Woran man bei einem Blackout unbedingt denken sollte
Für den Notfall sind zuallererst Trink- und Brauchwasservorräte für mindestens drei Tage notwendig. Wer in seiner Wohnung oder im Keller keinen entsprechenden Stauraum hat, sollte beim ersten Anzeichen eines Stromausfalls die Badewanne mit dem noch vorhandenen Wasser in der Leitung auffüllen. Weiterhin sind leere Kanister von Vorteil, die an fließenden Gewässern aufgefüllt werden können. Wasseraufbereitungstabletten sollten in ausreichender Menge vorrätig sein, um das geschöpfte Wasser auch trinkbar machen zu können.

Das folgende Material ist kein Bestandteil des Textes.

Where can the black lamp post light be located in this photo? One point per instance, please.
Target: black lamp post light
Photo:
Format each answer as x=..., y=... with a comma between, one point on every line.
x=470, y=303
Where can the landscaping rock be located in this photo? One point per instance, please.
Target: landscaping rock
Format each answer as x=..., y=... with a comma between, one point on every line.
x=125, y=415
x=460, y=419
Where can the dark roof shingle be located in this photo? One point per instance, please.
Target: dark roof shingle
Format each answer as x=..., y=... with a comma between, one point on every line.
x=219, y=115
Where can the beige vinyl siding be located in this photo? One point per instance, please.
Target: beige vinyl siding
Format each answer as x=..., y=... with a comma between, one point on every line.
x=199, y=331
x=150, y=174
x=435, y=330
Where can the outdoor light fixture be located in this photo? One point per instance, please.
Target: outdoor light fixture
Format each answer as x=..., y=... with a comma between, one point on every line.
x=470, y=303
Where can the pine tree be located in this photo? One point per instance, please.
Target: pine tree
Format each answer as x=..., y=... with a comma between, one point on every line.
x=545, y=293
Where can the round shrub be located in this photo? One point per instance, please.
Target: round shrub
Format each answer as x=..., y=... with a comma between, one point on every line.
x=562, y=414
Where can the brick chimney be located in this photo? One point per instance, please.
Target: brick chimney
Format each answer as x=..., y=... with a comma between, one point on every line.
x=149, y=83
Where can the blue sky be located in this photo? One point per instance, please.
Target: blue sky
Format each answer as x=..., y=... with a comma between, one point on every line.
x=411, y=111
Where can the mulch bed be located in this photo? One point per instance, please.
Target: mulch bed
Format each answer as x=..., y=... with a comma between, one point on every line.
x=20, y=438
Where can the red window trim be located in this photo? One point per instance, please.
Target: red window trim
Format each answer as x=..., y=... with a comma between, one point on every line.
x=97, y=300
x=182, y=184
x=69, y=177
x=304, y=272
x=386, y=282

Weiterhin werden Lebensmittelvorräte für mehrere Tage benötigt. International wird ein Lebensmittelvorrat von drei bis vier Tagen in jedem Haushalt empfohlen. Das Bundesamt für Katastrophenschutz in Bonn rät gar einen Notvorrat für eine Woche an. Ein Campingkocher mit ausreichend Reservegaskartuschen und passendem Kochgeschirr aus Aluminium ist in vielfältiger Weise nutzbar: Nicht nur, um sich warme Mahlzeiten zuzubereiten, sondern auch, um notfalls Wärmflaschen befüllen und bei fehlenden Trinkwasservorräten Wasser abkochen zu können. Auf die Notfallliste gehören weiterhin unabdingbar Kerzen, Streichhölzer und Taschenlampen. Bei einem Stromausfall im Winter besteht außerdem die Gefahr des völligen Ausfalls der Heizungsanlagen: Ausreichend warme Decken und Wärmflaschen sind daher von überlebenswichtiger Bedeutung. Batterien und batteriegetriebene Radios sind notwendig, um Durchsagen der Polizei und des Katastrophenschutzes zu empfangen. Eine ausreichende Menge an Bargeld in kleiner Stückelung sollte in jedem Haushalt vorrätig sein, da Geldautomaten ohne Strom ihren Dienst einstellen. Schließlich ist es ratsam, die eigene Wohnung während eines Stromausfalls möglichst nicht für lange Zeit zu verlassen, da in Großstädten nach dem Zusammenbruch der staatlichen Infrastruktur mit Plünderungen zu rechnen ist.